O ponto em que migrar deixa de ser opcional
Hardware envelhece, contrato de manutenção sobe, time interno encolhe e o concorrente já está em cloud virando produto em cima do dado. Migrar é a parte difícil — derrubar relatório de CEO durante a transição é o que paralisa o projeto.
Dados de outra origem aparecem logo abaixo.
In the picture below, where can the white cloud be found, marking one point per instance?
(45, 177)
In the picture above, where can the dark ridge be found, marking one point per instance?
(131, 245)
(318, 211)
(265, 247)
- ●Cluster Hadoop on-premise em hardware vencendo contrato
- ●Conta da Oracle Cloud / nuvem atual crescendo acima do retorno
- ●Time interno encolheu, ninguém quer cuidar de cluster físico
- ●Compliance/auditoria pedindo cloud regulamentada
- ●Concorrente migrou e está mais rápido em entrega de dado
O que entregamos
Migração completa em ondas planejadas, com dual-run, validação de hash arquivo a arquivo e contingência por etapa. Plus modernização da arquitetura no destino — não 'levanta igual ao on-prem', moderniza enquanto migra.
Como funciona o projeto
- 01
Assessment (3-4 semanas)
Mapeamento de tabelas, jobs, consumidores e tecnologia. Análise de uso pra identificar tabelas zumbis (em geral 30-50% não tem consulta há > 6 meses).
- 02
Fundação cloud (4-8 semanas)
Storage, IAM, catálogo, engine de query, primeiro pipeline ETL completo. 1 caso de uso de referência rodando ponta-a-ponta.
- 03
Migração em ondas (3-6 meses)
Cada onda tem 4 etapas: copiar dado, validar consistência, apontar consumidores, dual-run de 1-2 semanas.
- 04
Decomissionamento (4-6 semanas)
On-prem desativado onda por onda com backup final em cold storage. Documentação completa no catálogo da cloud.
O que ficou medido
No case da RD Station: 100 TB migrados em ~12 meses, zero downtime visível pra operação, 40% de redução na conta mensal e cluster reduzido de 35 pra 18 servidores no destino. +25% de performance no que ficou.